The city of Stuttgart has refused to appeal a court verdict ordering officials to re-post to the municipal website the contact information of the country’s most powerful BDS group, the Jewish News Syndicate can first reveal.
BDS is an abbreviation for the Boycott, Divestment, Sanctions campaign targeting Israel.
Susanne Kaufmann, a spokeswoman for Nopper, wrote JNS by email that “we very much regret the judgment of the Stuttgart Administrative Court. However, for purely legal reasons, we have decided not to appeal against it. Based on the current jurisprudence, as it has been elsewhere, we estimate the chances of being successful with an appeal to be very low. That is why we have put the address of the Palestine Committee back on the municipal homepage.”

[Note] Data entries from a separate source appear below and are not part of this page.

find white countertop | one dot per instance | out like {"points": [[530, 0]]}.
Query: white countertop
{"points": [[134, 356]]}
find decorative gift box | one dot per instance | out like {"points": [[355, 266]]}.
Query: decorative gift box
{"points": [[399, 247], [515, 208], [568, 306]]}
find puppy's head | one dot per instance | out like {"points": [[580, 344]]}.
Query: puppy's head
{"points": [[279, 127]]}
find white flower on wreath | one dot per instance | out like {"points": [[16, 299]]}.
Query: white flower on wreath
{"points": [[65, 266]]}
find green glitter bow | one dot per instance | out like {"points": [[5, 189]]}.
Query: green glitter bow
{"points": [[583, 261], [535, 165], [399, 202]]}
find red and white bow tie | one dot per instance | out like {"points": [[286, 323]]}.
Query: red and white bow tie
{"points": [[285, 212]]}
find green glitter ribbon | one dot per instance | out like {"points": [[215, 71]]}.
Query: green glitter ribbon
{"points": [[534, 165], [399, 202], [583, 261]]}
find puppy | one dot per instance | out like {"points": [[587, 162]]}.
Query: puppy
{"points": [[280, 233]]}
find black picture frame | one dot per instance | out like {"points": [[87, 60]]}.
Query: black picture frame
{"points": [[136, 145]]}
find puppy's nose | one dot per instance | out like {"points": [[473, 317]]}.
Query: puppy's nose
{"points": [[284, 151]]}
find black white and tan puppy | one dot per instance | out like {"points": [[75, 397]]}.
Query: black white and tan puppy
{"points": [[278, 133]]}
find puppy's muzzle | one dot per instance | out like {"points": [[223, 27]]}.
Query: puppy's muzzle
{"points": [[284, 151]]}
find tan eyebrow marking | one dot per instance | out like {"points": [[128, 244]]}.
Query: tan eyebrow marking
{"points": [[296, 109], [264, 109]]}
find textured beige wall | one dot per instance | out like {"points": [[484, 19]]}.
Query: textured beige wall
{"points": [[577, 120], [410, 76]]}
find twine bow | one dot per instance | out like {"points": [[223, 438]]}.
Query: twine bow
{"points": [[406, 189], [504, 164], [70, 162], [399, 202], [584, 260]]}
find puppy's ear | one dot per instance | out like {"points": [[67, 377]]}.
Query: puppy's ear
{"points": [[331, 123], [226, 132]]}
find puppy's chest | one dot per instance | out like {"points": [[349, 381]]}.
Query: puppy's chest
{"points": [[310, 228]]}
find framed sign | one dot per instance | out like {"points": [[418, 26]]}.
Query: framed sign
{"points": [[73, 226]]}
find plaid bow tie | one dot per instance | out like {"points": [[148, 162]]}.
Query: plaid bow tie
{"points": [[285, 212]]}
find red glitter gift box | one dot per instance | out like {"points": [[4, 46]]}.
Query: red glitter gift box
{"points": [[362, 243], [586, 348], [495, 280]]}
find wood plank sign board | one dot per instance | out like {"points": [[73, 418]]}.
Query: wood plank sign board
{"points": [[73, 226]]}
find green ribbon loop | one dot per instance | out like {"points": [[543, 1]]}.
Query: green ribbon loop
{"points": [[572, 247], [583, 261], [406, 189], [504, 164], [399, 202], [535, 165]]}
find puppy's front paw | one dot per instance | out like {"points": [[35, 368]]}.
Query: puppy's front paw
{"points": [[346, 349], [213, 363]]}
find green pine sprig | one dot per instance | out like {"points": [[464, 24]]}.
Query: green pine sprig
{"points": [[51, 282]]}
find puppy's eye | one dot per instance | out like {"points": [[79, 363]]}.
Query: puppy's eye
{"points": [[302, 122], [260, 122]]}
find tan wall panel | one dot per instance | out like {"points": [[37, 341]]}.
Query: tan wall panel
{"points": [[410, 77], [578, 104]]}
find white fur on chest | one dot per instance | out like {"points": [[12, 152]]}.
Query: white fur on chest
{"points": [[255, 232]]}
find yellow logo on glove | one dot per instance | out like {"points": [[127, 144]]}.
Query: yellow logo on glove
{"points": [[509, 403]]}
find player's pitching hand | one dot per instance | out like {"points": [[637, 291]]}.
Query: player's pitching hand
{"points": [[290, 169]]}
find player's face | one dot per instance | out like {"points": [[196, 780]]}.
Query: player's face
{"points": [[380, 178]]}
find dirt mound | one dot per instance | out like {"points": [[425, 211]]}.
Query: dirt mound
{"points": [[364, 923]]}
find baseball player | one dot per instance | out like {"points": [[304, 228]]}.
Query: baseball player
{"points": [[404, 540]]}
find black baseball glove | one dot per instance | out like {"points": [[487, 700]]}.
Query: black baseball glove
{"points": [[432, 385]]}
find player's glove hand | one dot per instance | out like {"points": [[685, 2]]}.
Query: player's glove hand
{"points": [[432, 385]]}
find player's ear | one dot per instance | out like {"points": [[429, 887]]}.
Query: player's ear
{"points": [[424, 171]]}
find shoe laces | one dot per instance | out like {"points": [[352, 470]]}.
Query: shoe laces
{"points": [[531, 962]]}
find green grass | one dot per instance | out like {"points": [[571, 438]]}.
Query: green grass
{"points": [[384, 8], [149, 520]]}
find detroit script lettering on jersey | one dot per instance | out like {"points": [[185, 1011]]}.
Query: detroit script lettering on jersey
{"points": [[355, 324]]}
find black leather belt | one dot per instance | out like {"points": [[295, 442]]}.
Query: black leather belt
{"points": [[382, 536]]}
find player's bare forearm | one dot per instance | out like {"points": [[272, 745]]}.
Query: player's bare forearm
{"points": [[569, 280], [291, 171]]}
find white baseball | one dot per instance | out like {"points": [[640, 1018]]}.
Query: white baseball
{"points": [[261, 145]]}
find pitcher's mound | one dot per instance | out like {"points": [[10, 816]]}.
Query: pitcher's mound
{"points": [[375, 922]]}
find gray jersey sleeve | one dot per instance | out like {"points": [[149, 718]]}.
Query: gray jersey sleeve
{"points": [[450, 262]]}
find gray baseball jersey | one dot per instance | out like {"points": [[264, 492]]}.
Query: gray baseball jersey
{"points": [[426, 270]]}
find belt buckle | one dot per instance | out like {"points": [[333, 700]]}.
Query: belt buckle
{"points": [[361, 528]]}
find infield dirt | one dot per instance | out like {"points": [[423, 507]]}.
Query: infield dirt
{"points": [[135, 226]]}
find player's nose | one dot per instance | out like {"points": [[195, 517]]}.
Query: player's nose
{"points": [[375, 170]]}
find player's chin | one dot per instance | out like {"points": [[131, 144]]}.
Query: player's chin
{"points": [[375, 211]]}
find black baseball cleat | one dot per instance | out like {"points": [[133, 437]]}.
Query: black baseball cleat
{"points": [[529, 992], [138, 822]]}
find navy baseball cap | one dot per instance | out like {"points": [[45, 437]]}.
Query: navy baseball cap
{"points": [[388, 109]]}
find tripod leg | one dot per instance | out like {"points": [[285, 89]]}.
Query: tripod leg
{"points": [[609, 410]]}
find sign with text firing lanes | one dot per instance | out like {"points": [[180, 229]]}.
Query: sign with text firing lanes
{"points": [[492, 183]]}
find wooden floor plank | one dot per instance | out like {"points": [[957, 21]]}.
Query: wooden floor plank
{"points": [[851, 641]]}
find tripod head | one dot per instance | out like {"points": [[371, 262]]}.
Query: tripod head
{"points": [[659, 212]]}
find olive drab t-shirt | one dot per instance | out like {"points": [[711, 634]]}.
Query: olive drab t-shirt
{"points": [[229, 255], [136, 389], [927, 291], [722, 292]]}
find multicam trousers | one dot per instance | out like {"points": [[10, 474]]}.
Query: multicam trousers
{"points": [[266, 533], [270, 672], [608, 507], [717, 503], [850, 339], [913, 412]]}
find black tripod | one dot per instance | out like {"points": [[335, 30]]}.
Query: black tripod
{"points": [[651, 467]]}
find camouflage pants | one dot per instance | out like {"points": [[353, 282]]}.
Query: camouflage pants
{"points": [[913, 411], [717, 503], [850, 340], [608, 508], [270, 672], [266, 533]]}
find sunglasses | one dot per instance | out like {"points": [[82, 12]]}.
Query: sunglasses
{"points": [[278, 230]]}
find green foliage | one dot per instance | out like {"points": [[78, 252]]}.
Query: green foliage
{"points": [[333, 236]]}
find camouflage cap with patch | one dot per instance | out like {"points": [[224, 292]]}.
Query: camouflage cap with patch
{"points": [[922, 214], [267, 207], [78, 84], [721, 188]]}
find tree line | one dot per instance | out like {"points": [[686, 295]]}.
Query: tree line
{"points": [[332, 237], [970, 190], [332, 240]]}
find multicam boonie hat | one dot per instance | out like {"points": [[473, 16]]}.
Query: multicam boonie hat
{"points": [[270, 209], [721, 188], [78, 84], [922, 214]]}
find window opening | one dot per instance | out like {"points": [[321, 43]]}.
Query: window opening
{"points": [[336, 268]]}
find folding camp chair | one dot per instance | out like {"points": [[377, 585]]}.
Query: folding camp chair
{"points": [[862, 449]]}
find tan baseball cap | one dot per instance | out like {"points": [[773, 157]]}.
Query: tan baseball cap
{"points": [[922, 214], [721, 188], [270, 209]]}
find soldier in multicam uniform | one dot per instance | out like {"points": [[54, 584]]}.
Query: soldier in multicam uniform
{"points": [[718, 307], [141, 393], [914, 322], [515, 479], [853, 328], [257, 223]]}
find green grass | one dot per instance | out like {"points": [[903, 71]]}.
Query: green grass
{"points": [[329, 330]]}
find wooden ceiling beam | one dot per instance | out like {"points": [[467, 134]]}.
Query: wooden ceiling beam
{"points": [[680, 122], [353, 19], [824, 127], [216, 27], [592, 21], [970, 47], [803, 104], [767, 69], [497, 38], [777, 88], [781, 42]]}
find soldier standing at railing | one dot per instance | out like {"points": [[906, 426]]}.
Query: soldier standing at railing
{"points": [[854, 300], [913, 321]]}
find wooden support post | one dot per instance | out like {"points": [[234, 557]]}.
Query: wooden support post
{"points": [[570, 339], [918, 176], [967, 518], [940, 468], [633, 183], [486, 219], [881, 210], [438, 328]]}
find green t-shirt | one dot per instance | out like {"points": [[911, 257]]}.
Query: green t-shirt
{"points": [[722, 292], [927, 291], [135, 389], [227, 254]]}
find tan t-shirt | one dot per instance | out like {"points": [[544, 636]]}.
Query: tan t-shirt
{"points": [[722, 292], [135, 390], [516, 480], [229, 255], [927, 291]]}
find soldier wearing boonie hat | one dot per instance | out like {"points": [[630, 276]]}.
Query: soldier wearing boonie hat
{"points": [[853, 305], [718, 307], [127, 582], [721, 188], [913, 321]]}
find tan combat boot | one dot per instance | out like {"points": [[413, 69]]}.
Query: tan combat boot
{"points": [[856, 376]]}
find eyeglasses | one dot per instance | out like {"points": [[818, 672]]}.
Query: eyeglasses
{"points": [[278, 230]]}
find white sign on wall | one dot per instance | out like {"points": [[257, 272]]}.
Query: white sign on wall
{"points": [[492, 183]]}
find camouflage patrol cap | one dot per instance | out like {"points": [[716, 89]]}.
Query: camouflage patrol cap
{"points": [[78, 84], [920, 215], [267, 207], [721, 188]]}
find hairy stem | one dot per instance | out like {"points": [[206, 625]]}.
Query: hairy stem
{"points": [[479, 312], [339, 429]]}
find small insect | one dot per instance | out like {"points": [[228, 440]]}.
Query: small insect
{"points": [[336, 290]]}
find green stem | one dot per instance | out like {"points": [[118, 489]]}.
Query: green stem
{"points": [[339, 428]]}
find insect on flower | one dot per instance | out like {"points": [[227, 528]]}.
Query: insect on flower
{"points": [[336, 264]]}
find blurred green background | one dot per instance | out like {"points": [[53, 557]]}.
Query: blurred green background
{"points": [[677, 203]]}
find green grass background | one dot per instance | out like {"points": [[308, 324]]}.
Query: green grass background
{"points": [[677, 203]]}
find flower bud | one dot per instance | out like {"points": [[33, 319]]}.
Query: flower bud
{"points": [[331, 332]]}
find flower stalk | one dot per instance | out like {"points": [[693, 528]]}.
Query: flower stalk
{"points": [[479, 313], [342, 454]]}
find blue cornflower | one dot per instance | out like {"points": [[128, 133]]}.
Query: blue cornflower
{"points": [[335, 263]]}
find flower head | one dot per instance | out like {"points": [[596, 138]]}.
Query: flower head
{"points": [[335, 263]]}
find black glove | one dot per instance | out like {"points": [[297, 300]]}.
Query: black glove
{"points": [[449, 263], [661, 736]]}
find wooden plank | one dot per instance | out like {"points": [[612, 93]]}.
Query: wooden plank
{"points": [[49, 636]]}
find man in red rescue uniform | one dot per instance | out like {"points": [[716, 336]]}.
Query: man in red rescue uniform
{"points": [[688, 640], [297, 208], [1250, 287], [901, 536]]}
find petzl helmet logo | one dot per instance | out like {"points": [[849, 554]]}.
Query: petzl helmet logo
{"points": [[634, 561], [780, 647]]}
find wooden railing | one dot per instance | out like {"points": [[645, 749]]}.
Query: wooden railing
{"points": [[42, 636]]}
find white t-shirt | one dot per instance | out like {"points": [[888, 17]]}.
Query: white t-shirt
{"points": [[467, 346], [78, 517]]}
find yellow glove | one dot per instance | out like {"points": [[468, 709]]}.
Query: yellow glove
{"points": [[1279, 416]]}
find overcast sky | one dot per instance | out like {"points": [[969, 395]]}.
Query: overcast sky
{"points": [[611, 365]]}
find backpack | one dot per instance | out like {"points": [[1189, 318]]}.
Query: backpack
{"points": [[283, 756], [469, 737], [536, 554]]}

Kaufmann added that “we do not consider it a solution to delete all external addresses on the municipal homepage. Then we would also have to remove many cultural institutions and all sports associations from the homepage.”
Nopper’s decision to re-post the information violates anti-BDS resolutions of the state of Baden-Württemberg, where Stuttgart is located, and a non-binding legislative act passed by the Bundestag.
Michael Blume, a member of the CDU who is tasked with fighting BDS for the state of Baden-Württemberg, declined to answer JNS’s queries about the ordeal. The Simon Wiesenthal Center classified Blume as anti-Semitic last year for his anti-Jewish and anti-Israel activities, including his failure to curb state funding for BDS activities.
The provincial Green Party and CDU coalition government of Winfried Kretschmann claim that there is “no place for antisemitism” in the state.
Kretschmann refused to comment on the pro-BDS court verdict.